8 set 2015

La crisi dei migranti può portare benefici economici

Ho letto questo articolo che, pur in una visione molto utilitaristica ed esclusivamente finanziaria, dice cose che condivido e allora lo voglio persino tradurre (male, al volo) sperando che anche altri lo leggano.

"Le migrazioni incontrollate sono terrificanti e complicate. Sono anche simili a un vecchio test di finanza. In entrambi i casi, alti introiti attraggono i nuovi entranti che minacciano il tranquillo stato dei soggetti presenti sul mercato. Anche le possibili risposte sono simili: bloccare la concorrenza o trovare nuovi e migliori metodi per far guadagnare tutti.
Per i disperati che fuggono da paesi devastati dalla guerra come la Siria, la prosperosa Europa è un ovvio richiamo. Attira anche migranti economici alla ricerca di lavori migliori - persino a fronte dell'1,3% di crescita dell'Unione Europea e del 9,5% di tasso di disoccupazione. Nonostante i due movimenti siano differenti, è difficile distinguerli. Il primo ministro della Slovacchia, Robert Fico, sostiene che il 95% dei migranti è guidato da motivazioni economiche piuttosto che politiche.
Quando si parla di aziende, chiudere le frontiere è meno che ottimale.
Pensate alla difesa fatta dalla Francia alle proprie industrie di yogurt e video online dagli acquirenti stranieri, o alle facilitazioni fiscali date al proprio settore energetico, successivamente risultate illegali.

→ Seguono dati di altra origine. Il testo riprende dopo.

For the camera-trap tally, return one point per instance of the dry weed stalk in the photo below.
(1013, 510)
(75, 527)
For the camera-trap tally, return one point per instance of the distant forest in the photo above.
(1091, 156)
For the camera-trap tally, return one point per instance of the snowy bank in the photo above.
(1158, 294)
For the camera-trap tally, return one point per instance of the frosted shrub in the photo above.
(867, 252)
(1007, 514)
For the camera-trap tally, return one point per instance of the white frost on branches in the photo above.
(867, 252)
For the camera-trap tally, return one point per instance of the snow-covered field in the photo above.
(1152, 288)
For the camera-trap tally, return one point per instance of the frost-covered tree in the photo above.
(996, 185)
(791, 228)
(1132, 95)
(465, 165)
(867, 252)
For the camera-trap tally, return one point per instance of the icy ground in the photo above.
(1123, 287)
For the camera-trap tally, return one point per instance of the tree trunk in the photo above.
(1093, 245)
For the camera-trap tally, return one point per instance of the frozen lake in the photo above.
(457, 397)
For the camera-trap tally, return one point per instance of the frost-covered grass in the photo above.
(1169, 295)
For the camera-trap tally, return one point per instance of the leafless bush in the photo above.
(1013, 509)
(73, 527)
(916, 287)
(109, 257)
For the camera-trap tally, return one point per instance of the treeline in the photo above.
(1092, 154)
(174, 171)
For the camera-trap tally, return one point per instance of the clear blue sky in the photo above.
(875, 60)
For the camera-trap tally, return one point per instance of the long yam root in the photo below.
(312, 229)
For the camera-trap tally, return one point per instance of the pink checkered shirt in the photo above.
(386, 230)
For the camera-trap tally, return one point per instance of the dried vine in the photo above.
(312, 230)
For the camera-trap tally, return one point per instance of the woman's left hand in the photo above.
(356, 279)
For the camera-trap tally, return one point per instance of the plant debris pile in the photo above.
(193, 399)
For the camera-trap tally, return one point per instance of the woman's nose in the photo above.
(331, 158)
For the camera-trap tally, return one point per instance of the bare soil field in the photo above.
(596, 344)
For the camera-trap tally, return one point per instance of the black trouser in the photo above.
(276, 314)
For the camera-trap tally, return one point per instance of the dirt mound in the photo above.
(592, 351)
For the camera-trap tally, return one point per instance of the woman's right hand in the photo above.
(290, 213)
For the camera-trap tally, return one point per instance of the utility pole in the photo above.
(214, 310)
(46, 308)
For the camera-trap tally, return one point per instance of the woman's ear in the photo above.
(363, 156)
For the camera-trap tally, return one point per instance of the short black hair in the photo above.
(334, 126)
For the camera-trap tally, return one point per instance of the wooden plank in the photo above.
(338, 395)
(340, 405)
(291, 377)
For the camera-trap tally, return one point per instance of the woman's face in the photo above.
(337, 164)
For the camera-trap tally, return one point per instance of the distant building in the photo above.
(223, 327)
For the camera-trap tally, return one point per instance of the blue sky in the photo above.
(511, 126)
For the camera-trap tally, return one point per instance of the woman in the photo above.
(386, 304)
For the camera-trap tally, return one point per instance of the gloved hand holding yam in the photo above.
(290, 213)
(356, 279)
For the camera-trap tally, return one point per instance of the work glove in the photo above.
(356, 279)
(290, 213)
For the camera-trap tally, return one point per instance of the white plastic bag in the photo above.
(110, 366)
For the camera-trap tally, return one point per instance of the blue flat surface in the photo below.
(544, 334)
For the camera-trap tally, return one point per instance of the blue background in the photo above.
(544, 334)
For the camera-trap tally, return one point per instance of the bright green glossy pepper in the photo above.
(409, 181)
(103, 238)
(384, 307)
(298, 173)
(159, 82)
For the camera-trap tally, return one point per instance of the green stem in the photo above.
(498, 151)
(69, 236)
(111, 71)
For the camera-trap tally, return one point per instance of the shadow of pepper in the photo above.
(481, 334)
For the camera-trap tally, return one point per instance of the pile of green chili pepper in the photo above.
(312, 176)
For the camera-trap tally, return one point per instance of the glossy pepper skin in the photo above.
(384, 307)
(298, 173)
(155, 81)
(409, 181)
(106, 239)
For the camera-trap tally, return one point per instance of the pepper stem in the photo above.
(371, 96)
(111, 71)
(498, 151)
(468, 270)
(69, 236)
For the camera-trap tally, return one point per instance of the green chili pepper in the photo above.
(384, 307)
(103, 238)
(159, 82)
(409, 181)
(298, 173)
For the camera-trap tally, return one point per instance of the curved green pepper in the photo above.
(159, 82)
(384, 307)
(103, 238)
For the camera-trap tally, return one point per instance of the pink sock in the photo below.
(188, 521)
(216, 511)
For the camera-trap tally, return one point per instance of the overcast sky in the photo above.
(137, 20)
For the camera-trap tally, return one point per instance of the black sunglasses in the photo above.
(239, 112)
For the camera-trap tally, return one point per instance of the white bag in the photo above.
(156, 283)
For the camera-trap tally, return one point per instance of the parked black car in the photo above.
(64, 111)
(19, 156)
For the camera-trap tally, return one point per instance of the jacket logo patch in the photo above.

E' meglio permettere agli investimenti di fluire liberamente, alle aziende di essere comprate e alle società in passivo di fallire, come capita più frequentemente in Germania e Gran Bretagna.
Elettori e politici hanno preoccupazioni più complesse degli investitori, come ad esempio proteggere l'identità culturale e il proprio spazio abitativo. Ma le loro opzioni sono simili: bloccare la concorrenza, o abituarsi ad essa.
La frontiera di filo spinato tra l'Ungheria e la Serbia, un esempio del primo approccio, difficilmente avrà successo. In Germania, la cancelliera Angela Merkel sembra avere un approccio migliore. Pur richiamando gli altri stati dell'Unione Europea a condividere il peso dell'immigrazione, ha chiesto ai propri cittadini diessere aperti e flessibili.
L'Europa può reagire. Nuovi miglioramenti economici possono essere creati ampliando il marcato unico nei servizi e nella finanza societaria. I paesi più piccoli con sistemi finanziari meno sviluppati -come la Slovacchia- ne beneficerebbero moltissimo. La crisi delle migrazioni può ancora generare divisioni economiche e pericolosi estremismi politici, ma se i leader riuscissero a guardare al di là degli incitamenti xenofobi, potrebbe anche agire come un incoraggiamento verso una produttività migliore ed economie più forti."